I also filmed the woman who started the orphanage, Mercy "Auntie" Thuo, as she worked to help hundreds -- probably thousands -- of children in the slums get shelter, clothing, food, and education. She was tireless and had minimal help from anyone outside Mathare, Kenyans and foreigners alike.

Some of the children in the film made it through high school but could not afford college. Two boys joined up with gun and drug dealers because they couldn’t get better jobs. One of the girls never finished high school because she got pregnant. She had three children before she was twenty-one. Most months she couldn’t afford electricity because she had to pay for food for her children. All of the people in the film lived through unspeakable ethnic violence triggered by greedy politicians fighting for control of the government during rigged elections.

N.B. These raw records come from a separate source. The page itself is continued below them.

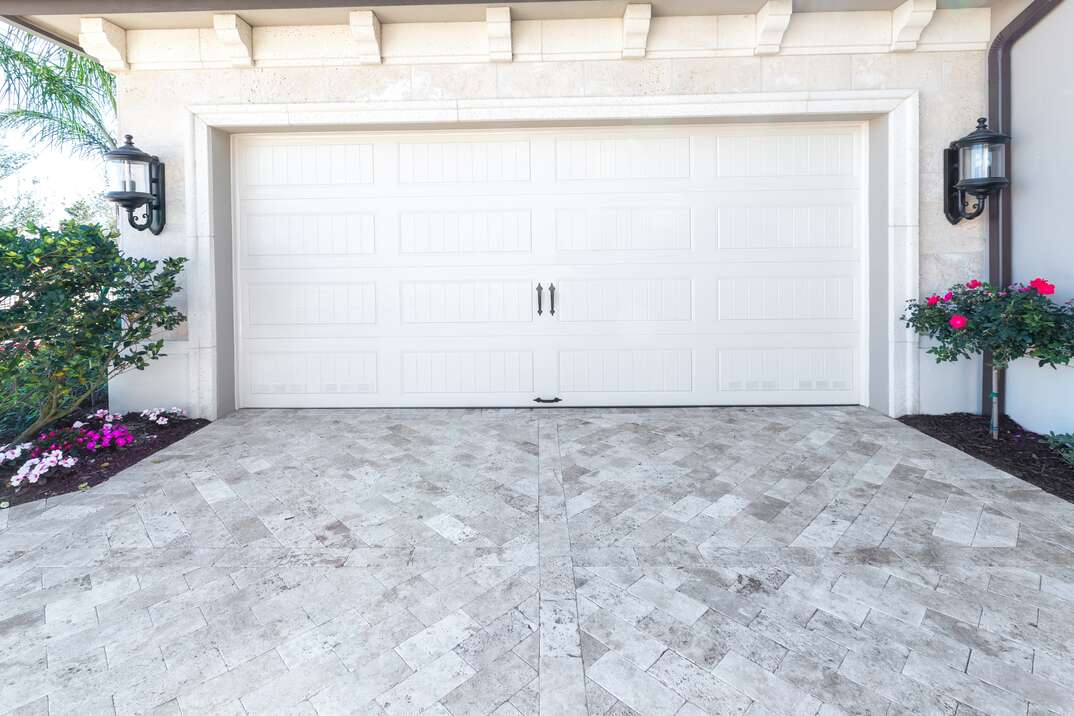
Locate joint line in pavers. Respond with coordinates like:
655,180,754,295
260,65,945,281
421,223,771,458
537,420,589,716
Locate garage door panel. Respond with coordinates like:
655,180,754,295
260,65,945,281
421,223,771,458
234,123,863,407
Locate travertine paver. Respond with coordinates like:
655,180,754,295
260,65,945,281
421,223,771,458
0,408,1074,716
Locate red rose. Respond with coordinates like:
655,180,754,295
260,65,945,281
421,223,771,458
1029,278,1056,296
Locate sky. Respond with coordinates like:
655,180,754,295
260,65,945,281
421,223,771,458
0,130,104,225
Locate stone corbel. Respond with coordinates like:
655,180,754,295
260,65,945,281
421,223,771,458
350,10,380,64
78,17,127,72
623,2,653,59
484,8,514,62
213,14,253,68
753,0,792,55
891,0,937,53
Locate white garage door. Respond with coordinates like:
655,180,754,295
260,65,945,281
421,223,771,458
234,123,863,407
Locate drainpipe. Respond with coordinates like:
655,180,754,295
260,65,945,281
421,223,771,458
981,0,1063,415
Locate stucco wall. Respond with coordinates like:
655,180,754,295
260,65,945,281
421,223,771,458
112,50,986,412
1007,0,1074,433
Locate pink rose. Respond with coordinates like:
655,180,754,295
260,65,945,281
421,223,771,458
1029,278,1056,296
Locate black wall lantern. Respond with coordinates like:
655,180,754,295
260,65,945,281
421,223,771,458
104,134,164,234
943,117,1011,223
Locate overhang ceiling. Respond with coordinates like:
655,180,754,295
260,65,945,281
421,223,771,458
0,0,991,43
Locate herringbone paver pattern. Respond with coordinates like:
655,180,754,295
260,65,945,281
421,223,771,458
0,408,1074,716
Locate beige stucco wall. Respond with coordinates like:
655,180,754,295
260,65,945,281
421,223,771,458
106,50,986,411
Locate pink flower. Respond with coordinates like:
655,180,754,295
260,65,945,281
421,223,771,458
1029,278,1056,296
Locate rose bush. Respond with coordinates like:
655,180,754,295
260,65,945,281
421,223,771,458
902,278,1074,438
0,223,185,444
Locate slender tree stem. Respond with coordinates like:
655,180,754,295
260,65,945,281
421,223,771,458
989,366,1000,440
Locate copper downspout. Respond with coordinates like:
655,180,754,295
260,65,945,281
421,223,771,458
981,0,1063,415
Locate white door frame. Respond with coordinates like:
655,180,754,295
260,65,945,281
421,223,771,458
184,90,919,419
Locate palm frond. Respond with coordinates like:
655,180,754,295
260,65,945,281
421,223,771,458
0,28,116,154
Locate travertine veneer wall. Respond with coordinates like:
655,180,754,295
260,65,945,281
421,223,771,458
106,13,987,420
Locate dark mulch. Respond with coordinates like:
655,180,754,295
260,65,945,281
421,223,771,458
0,412,208,506
899,412,1074,502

Despite all these challenges, somehow Auntie helped these children and young adults survive and kept them hopeful for a better future.

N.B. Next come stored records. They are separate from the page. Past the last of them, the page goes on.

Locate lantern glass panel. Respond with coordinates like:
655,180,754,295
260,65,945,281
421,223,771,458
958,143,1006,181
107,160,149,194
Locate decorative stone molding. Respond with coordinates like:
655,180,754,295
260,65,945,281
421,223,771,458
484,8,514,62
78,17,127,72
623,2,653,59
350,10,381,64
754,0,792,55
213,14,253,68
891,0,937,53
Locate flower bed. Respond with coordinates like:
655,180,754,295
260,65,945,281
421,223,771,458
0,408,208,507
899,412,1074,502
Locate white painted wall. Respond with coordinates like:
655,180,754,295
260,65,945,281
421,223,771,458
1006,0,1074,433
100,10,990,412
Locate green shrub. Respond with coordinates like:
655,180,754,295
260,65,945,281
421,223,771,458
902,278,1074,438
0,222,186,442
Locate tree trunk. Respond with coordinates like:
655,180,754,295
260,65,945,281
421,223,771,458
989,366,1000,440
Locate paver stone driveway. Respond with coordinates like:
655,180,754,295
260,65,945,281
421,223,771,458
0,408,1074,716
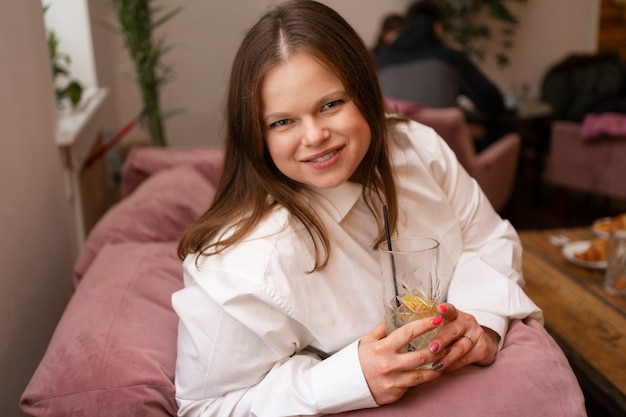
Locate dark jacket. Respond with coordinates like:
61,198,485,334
375,19,504,113
541,53,626,121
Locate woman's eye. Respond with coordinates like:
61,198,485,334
270,119,289,129
322,100,343,111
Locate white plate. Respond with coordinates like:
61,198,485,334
562,240,606,269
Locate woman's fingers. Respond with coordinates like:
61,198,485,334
359,317,443,405
429,303,499,372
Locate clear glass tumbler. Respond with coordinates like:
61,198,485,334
378,237,441,351
604,230,626,295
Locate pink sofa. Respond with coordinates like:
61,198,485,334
20,148,582,417
385,98,522,213
20,148,222,417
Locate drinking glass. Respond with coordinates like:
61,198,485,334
604,230,626,295
378,237,441,352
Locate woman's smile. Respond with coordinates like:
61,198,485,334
261,52,371,188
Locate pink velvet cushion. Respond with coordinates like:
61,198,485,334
121,147,224,196
336,319,587,417
74,166,215,285
580,112,626,140
20,242,183,417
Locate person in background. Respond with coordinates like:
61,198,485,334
172,0,584,417
372,13,406,55
376,0,510,152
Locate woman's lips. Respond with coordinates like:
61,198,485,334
302,146,343,163
307,150,339,162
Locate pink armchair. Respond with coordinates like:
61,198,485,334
385,98,521,212
545,114,626,199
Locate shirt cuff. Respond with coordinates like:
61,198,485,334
312,340,378,414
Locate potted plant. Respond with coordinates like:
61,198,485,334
43,5,83,109
108,0,181,147
433,0,526,67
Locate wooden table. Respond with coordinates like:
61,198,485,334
520,228,626,416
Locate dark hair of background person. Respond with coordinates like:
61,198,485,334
406,0,443,23
373,13,406,53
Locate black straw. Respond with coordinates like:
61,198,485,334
383,204,400,307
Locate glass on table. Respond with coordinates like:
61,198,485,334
604,229,626,295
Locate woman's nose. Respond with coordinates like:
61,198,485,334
302,120,330,147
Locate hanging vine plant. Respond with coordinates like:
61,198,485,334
43,4,83,109
433,0,526,67
108,0,182,147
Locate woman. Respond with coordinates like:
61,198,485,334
172,0,584,416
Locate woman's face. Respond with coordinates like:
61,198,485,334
261,53,372,188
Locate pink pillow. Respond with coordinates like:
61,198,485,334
121,147,224,196
74,166,215,285
580,112,626,140
20,242,183,417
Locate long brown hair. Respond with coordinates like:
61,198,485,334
178,0,398,271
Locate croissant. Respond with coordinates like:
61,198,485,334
574,237,609,262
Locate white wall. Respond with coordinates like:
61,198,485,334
90,0,598,150
0,0,77,416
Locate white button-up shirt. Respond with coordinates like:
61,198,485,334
172,118,542,417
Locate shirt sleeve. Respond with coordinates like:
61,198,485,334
400,120,543,346
172,276,377,417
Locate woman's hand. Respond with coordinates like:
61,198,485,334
359,317,443,405
428,303,500,372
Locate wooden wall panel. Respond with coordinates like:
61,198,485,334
598,0,626,60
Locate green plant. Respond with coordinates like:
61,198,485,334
110,0,181,146
43,5,83,108
434,0,526,67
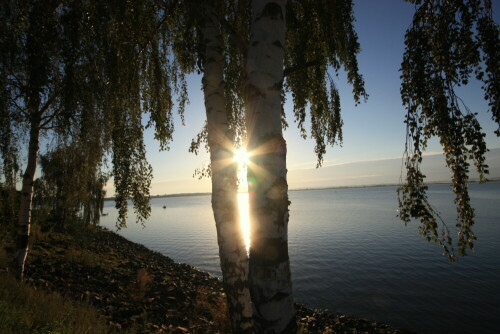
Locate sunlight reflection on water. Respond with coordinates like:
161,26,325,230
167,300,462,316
238,193,250,254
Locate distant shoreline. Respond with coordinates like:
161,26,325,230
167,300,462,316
104,177,500,201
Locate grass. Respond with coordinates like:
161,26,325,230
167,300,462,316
0,273,110,334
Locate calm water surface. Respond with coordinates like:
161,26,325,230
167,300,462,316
102,182,500,333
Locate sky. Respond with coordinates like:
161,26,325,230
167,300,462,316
107,0,500,196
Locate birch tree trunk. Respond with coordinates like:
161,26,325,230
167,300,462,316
16,113,41,281
247,0,296,333
202,3,253,333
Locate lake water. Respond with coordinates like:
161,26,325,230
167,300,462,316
101,182,500,333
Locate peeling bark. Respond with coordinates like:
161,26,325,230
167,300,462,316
202,3,253,333
16,115,40,281
247,0,296,333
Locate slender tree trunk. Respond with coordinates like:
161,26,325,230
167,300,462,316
202,3,253,333
16,114,40,280
247,0,296,333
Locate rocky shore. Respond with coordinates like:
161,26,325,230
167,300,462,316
17,228,411,333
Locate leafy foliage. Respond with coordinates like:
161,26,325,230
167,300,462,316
398,0,500,260
0,0,187,226
285,0,368,167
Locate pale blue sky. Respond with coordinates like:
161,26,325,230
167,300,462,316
113,0,500,195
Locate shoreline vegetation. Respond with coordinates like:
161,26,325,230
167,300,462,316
104,177,500,201
0,224,411,334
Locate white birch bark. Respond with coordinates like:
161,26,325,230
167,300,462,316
247,0,296,333
16,116,40,281
202,3,253,333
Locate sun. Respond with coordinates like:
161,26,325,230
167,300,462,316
233,147,250,167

I filmed all of these stories and more. You can see a sample by watching the trailer. As best as I know, there is no other documentary that explores poverty in Kenya – and probably Africa -- quite like this one. The Mathare Project is an extended study of the complex lives of children living through some of the most intractable issues of our time and of the one woman who tries to help them.

It has been five years since I last filmed at Good Samaritan. I stopped filming because, despite raising a significant amount of money to pay for school for the orphans (you can still help pay for school here), the children in the film got frustrated that I could not do more to support them. Filming, and the project itself, became untenable.

I have since gone to graduate school in international affairs, finished another film, and gotten a “real job.” I have also been back to Kenya twice to visit Good Samaritan, most recently in April, and reconnected with the people in the film. The emotional distance I have from five years not filming will help me, I think, tell a clearer, more powerful story. My study and work in international affairs has given me a sharper understanding of the issues at play.